Learning from Data Streams: An Overview and Update

The literature on machine learning in the context of data streams is vast and growing. However, many of the defining assumptions regarding data-stream learning tasks are too strong to hold in practice, or are even contradictory such that they cannot be met in the contexts of supervised learning. Algorithms are chosen and designed based on criteria which are often not clearly stated, for problem settings not clearly defined, tested in unrealistic settings, and/or in isolation from related approaches in the wider literature. This puts into question the potential for real-world impact of many approaches conceived in such contexts, and risks propagating a misguided research focus. We propose to tackle these issues by reformulating the fundamental definitions and settings of supervised data-stream learning with regard to contemporary considerations of concept drift and temporal dependence; and we take a fresh look at what constitutes a supervised data-stream learning task, and a reconsideration of algorithms that may be applied to tackle such tasks. Through and in reflection of this formulation and overview, helped by an informal survey of industrial players dealing with real-world data streams, we provide recommendations. Our main emphasis is that learning from data streams does not impose a single-pass or online-learning approach, or any particular learning regime; and any constraints on memory and time are not specific to streaming. Meanwhile, there exist established techniques for dealing with temporal dependence and concept drift, in other areas of the literature. For the data streams community, we thus encourage a shift in research focus, from dealing with often-artificial constraints and assumptions on the learning mode, to issues such as robustness, privacy, and interpretability which are increasingly relevant to learning in data streams in academic and industrial settings.

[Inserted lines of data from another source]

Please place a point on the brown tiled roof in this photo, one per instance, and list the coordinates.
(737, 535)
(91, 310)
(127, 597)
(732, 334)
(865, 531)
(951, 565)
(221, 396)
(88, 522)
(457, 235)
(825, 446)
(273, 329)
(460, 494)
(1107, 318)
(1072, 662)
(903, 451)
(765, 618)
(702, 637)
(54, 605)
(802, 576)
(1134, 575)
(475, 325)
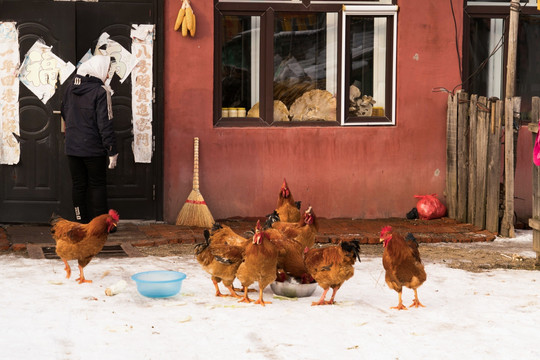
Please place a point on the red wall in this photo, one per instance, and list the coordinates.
(356, 172)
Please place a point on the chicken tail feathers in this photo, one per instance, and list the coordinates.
(353, 247)
(271, 218)
(54, 218)
(199, 248)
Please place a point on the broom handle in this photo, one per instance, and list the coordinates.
(196, 165)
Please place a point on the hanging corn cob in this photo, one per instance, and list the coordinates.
(185, 21)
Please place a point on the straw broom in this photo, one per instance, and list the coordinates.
(195, 212)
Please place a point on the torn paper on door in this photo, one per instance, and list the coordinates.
(142, 93)
(9, 94)
(41, 69)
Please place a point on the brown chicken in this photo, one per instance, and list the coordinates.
(304, 231)
(290, 240)
(81, 242)
(401, 260)
(220, 260)
(260, 263)
(331, 266)
(223, 234)
(287, 209)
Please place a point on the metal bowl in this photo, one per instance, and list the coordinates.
(293, 289)
(159, 284)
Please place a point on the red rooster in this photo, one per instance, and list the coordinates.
(331, 266)
(401, 260)
(81, 242)
(287, 209)
(260, 263)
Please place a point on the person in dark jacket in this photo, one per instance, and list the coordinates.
(90, 139)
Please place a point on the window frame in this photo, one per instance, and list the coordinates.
(391, 64)
(266, 11)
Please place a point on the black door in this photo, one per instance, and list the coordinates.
(40, 183)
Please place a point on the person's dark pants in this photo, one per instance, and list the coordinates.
(89, 192)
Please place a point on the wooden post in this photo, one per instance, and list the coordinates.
(471, 195)
(507, 225)
(494, 167)
(462, 155)
(451, 153)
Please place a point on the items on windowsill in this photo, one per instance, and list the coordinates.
(233, 112)
(377, 111)
(314, 105)
(360, 105)
(281, 113)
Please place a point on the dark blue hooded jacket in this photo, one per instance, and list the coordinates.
(89, 132)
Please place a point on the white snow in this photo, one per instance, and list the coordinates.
(43, 315)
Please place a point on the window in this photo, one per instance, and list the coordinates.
(287, 63)
(485, 51)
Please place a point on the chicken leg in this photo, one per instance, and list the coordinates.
(321, 300)
(261, 301)
(220, 294)
(400, 305)
(416, 303)
(334, 291)
(246, 297)
(67, 268)
(81, 278)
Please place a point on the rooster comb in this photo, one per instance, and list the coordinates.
(386, 230)
(114, 214)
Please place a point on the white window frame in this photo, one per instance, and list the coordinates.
(386, 10)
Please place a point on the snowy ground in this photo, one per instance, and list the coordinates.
(492, 315)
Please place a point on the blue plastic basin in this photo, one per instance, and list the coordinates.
(159, 284)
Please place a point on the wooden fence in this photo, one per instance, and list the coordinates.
(476, 190)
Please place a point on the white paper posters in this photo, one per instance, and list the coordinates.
(9, 94)
(142, 95)
(40, 70)
(123, 62)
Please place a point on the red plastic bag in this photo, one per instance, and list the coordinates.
(430, 207)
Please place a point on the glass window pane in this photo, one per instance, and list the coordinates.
(486, 59)
(305, 66)
(367, 87)
(240, 65)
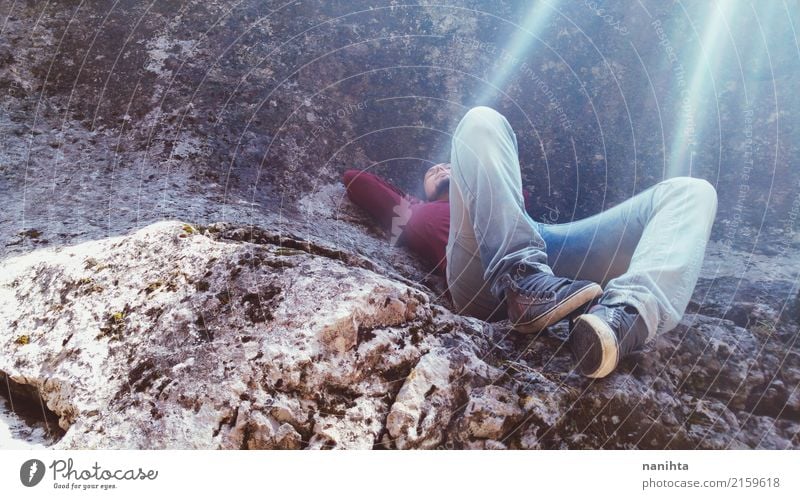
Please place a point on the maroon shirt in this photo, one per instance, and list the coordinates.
(426, 229)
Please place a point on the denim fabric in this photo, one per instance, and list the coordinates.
(646, 252)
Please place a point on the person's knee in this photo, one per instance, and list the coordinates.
(699, 190)
(480, 122)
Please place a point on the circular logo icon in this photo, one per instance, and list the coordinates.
(31, 472)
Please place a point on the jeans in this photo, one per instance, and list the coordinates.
(646, 252)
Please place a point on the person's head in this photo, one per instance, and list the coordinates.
(437, 182)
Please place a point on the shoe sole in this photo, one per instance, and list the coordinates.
(594, 346)
(561, 310)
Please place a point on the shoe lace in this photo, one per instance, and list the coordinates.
(630, 330)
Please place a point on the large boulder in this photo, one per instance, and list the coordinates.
(230, 336)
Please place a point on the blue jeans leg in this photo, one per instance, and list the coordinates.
(490, 232)
(646, 252)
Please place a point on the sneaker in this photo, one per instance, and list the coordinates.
(601, 338)
(536, 301)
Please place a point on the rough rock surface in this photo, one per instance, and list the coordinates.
(225, 336)
(114, 116)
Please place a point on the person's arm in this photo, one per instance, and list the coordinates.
(375, 195)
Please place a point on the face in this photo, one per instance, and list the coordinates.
(437, 182)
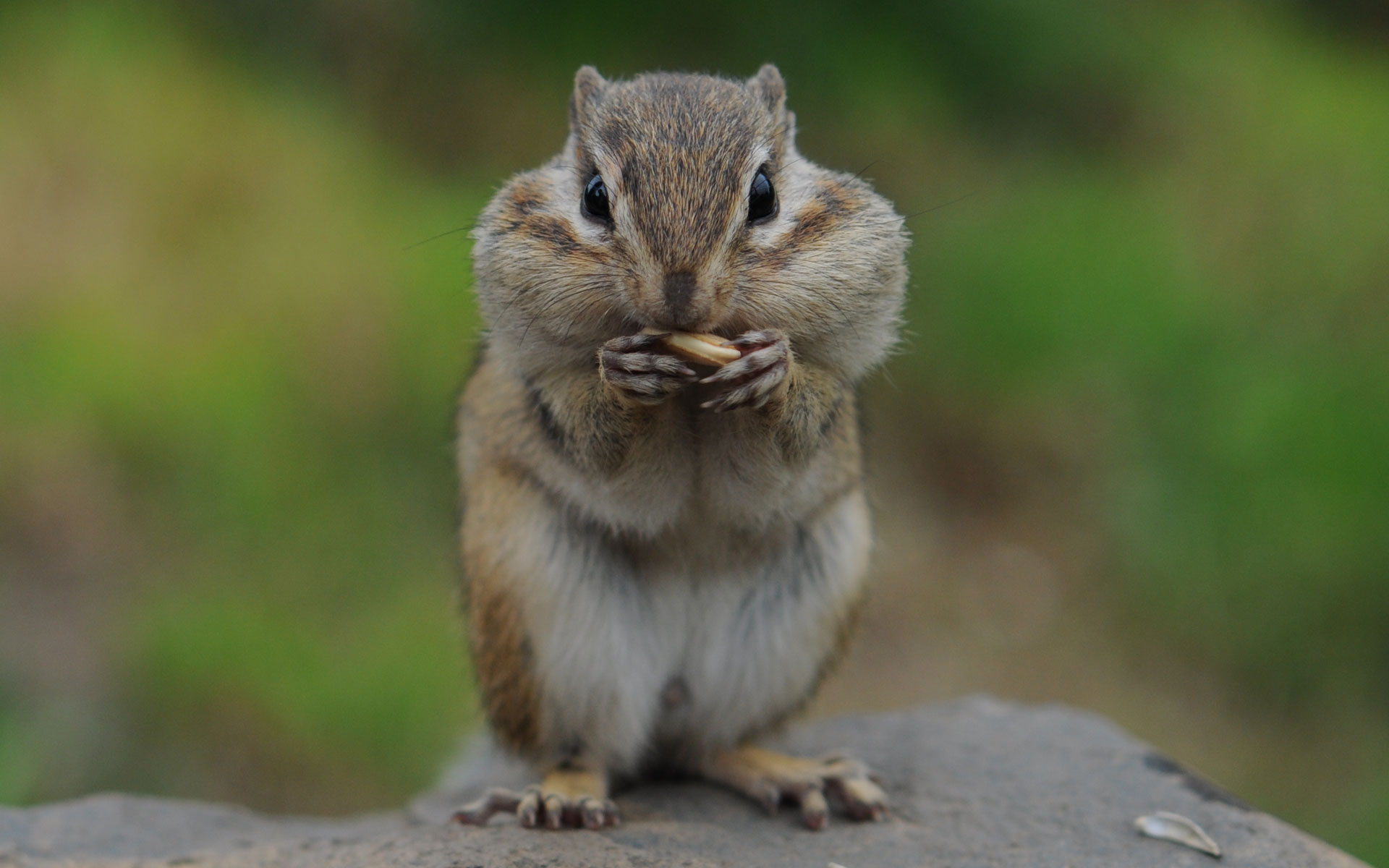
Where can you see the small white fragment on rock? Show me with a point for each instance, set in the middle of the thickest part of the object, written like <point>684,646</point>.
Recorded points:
<point>1174,827</point>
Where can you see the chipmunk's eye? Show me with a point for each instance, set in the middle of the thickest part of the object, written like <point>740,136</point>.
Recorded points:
<point>595,197</point>
<point>762,199</point>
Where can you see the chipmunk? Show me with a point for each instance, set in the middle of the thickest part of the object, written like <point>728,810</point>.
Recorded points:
<point>663,558</point>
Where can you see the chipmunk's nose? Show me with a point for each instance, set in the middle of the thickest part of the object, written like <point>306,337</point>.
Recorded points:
<point>678,289</point>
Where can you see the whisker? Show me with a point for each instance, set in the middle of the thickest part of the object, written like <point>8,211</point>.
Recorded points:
<point>945,205</point>
<point>435,238</point>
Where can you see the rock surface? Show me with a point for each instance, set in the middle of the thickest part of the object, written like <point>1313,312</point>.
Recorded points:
<point>972,782</point>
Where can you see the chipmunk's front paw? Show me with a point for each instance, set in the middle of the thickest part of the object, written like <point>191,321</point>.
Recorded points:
<point>753,380</point>
<point>640,368</point>
<point>773,778</point>
<point>542,804</point>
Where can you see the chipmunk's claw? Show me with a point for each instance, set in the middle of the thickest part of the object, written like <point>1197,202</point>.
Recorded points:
<point>535,807</point>
<point>753,380</point>
<point>640,368</point>
<point>813,783</point>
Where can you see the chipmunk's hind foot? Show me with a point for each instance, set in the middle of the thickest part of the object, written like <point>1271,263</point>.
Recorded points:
<point>564,800</point>
<point>773,778</point>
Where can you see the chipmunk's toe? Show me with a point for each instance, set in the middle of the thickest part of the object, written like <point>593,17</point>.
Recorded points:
<point>752,380</point>
<point>564,800</point>
<point>813,783</point>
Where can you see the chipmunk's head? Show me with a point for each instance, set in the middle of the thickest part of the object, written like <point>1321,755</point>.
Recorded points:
<point>679,202</point>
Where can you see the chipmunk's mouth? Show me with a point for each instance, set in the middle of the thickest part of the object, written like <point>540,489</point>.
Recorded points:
<point>718,328</point>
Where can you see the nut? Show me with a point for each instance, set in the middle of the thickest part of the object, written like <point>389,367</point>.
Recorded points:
<point>699,347</point>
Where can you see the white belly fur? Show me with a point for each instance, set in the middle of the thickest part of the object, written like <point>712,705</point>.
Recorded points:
<point>747,639</point>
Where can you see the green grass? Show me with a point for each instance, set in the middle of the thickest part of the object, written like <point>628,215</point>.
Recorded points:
<point>213,302</point>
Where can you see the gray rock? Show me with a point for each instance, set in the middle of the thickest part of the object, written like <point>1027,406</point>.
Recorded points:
<point>972,782</point>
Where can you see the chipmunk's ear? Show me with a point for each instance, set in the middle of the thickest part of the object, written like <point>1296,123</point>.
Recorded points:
<point>770,90</point>
<point>588,87</point>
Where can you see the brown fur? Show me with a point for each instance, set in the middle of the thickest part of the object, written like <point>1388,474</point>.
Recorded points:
<point>598,469</point>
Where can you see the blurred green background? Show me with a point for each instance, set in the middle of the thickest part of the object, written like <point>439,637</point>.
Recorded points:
<point>1138,434</point>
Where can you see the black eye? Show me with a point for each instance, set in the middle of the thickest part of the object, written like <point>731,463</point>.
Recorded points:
<point>595,197</point>
<point>762,199</point>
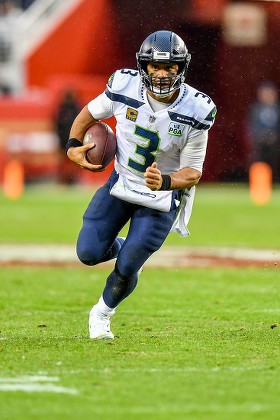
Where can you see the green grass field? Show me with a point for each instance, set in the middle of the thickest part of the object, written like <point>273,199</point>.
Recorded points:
<point>190,343</point>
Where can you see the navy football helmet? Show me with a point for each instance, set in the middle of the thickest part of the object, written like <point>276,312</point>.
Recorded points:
<point>163,47</point>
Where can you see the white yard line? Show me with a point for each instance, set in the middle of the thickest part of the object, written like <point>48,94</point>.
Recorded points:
<point>34,384</point>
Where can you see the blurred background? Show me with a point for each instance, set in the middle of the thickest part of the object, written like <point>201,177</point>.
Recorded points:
<point>56,55</point>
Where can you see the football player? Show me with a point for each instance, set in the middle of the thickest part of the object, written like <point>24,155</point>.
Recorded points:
<point>162,128</point>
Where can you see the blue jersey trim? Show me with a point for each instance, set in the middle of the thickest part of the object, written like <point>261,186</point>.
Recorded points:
<point>184,119</point>
<point>123,99</point>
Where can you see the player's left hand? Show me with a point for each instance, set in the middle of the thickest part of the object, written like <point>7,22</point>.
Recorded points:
<point>153,177</point>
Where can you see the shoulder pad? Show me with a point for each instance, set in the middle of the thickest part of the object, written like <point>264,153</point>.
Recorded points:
<point>121,78</point>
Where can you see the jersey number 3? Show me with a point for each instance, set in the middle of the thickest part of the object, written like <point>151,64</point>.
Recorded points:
<point>147,151</point>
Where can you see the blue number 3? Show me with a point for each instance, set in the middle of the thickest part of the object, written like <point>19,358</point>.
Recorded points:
<point>148,151</point>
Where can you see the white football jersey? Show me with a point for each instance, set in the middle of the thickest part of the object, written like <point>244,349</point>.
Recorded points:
<point>174,137</point>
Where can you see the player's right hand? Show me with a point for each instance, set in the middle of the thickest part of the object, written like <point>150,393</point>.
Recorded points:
<point>78,155</point>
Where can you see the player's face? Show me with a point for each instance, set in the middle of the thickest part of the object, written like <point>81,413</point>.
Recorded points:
<point>162,73</point>
<point>162,76</point>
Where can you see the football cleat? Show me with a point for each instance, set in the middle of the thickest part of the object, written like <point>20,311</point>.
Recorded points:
<point>99,326</point>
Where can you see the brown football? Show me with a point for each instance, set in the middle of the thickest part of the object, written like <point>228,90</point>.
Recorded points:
<point>105,144</point>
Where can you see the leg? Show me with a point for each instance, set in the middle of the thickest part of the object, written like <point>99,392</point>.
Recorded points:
<point>148,230</point>
<point>102,221</point>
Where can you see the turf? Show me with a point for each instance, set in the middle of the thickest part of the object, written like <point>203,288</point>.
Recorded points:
<point>191,344</point>
<point>223,215</point>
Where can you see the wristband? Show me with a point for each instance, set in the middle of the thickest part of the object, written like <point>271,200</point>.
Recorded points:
<point>166,183</point>
<point>72,143</point>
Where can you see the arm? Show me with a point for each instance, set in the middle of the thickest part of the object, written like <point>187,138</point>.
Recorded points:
<point>81,124</point>
<point>191,161</point>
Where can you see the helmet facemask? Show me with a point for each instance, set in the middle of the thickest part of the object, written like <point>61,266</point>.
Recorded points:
<point>161,87</point>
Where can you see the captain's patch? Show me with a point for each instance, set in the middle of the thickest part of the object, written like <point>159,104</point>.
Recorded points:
<point>176,129</point>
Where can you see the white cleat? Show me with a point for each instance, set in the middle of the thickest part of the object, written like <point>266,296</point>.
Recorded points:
<point>99,326</point>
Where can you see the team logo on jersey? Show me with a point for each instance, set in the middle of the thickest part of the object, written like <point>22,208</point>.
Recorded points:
<point>152,119</point>
<point>176,129</point>
<point>131,114</point>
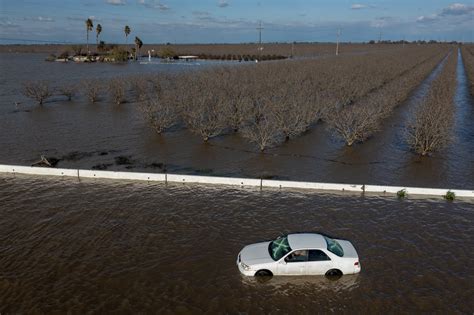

翻译：关于数据流背景下机器学习的研究文献庞杂且不断增长。然而，许多关于数据流学习任务的定义性假设在实践中过于严格而难以成立，甚至存在矛盾，以至于在监督学习情境中无法满足。算法的选择与设计往往基于未明确陈述的标准，针对定义不清的问题设定，在非现实环境中测试，并且/或孤立于更广泛文献中的相关方法。这令人质疑在此类情境下构思的众多方法在现实世界中产生影响的潜力，并有传播误导性研究焦点的风险。我们提出通过重新审视概念漂移和时间依赖性等当代考量，重新表述监督式数据流学习的基本定义与设定来解决这些问题；同时，我们重新审视什么构成了监督式数据流学习任务，并重新思考可用于处理此类任务的算法。通过并反思这一表述与综述，借助一项针对处理真实世界数据流的行业从业者的非正式调查，我们提供相关建议。我们的主要强调点是：从数据流中学习并不强制要求单遍或在线学习方法，也不限定任何特定的学习模式；而对内存和时间的任何约束并非数据流所特有。与此同时，文献的其他领域已存在处理时间依赖性和概念漂移的成熟技术。因此，对于数据流社区，我们鼓励将研究焦点从应对学习模式上常常人为的约束和假设，转向鲁棒性、隐私性和可解释性等日益与学术及工业环境中数据流学习相关的问题。